A decisão é a primeira condenação judicial conhecida contra Assad desde que ele deixou o poder. Ao ler a sentença, o juiz afirmou que o ex-líder foi condenado por "homicídio premeditado e intencional de mais de uma pessoa e de crianças, tortura, prisão arbitrária e crimes contra a humanidade".
Também foram condenados à morte no mesmo processo o irmão mais novo de al-Assad, Maher, e o primo materno Atef Najib, que esteve presente no julgamento. As denúncias levaram em conta um material probatório que incluía 55 mil imagens de cerca de 11 mil detidos que morreram devido a tortura, fome ou execução em instalações do governo sírio, contrabandeadas por um fotógrafo da polícia militar conhecido pelo nome de código César.
Assad foi derrubado em dezembro de 2024, após uma ofensiva rebelde no país e desdobramentos da chamada "primavera árabe", e encerrou décadas de domínio da família do ex-ditador sobre a Síria.

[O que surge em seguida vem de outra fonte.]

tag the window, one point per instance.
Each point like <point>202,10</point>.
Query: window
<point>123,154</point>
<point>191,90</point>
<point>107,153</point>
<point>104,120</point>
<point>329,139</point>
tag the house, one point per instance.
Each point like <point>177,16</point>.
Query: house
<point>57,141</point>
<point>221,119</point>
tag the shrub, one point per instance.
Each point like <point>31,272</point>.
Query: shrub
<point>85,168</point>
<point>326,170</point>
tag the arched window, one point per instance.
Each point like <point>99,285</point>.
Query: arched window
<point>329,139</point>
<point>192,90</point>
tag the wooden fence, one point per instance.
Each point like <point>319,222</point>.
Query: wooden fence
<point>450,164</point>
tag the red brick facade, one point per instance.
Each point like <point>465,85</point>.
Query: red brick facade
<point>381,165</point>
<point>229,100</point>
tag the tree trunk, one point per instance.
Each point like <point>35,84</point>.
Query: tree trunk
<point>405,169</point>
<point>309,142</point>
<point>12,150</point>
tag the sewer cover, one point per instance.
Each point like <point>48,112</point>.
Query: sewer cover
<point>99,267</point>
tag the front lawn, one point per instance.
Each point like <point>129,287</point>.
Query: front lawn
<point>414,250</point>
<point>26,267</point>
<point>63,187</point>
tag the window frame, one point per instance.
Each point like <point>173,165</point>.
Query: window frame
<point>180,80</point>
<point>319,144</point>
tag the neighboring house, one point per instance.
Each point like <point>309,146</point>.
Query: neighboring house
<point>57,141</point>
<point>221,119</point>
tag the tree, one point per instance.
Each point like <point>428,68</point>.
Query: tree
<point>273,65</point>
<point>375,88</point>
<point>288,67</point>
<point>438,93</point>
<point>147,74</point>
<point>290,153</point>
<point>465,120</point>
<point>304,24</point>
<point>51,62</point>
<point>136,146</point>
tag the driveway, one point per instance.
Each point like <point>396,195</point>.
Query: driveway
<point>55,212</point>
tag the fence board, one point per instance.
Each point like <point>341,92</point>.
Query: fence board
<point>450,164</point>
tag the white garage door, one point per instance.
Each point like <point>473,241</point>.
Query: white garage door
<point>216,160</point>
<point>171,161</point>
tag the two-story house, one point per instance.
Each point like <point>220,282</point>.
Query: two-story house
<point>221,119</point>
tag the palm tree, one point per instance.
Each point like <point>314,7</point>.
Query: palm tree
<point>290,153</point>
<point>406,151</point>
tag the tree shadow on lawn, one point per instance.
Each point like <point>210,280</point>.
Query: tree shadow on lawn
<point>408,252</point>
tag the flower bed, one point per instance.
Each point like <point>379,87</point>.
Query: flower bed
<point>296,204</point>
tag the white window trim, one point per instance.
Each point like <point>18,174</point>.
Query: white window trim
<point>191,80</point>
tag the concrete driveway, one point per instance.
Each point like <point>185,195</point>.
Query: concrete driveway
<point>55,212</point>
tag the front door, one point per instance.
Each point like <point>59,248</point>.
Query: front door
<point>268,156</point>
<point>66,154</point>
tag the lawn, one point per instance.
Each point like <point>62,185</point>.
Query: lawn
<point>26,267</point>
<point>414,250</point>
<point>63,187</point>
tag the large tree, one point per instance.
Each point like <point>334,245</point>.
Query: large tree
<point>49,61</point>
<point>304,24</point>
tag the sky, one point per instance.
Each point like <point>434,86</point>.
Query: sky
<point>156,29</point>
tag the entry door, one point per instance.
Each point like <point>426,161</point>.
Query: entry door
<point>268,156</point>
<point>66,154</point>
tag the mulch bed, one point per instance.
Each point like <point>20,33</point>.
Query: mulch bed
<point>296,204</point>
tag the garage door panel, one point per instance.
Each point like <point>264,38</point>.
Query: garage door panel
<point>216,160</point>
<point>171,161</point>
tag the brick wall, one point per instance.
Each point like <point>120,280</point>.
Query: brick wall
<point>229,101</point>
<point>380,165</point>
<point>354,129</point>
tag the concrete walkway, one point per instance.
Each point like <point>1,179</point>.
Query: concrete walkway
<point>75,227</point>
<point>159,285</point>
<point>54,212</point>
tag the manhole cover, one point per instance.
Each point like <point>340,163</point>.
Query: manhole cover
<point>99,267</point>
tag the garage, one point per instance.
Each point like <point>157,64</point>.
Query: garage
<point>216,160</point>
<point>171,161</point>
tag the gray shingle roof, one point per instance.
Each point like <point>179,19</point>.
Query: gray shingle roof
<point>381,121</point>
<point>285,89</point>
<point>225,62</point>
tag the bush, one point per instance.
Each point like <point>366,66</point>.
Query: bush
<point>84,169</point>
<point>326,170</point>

Ainda não se sabe, no entanto, se a pena de morte contra Assad e seus familiares será cumprida. O ex-ditador e seu irmão Maher fugiram para a Rússia enquanto insurgentes entravam na capital Damasco, em dezembro de 2024.
O novo presidente da Síria, Ahmed al-Sharaa, já havia pedido a extradição de Assad ao presidente da Rússia, Vladimir Putin, num encontro entre os dois líderes em outubro de 2025. No entanto, não houve avanço na negociação. A expectativa é de que Putin mantenha sua posição, já que o governo russo é aliado do ex-ditador e vem o apoiando desde seu período no governo sírio.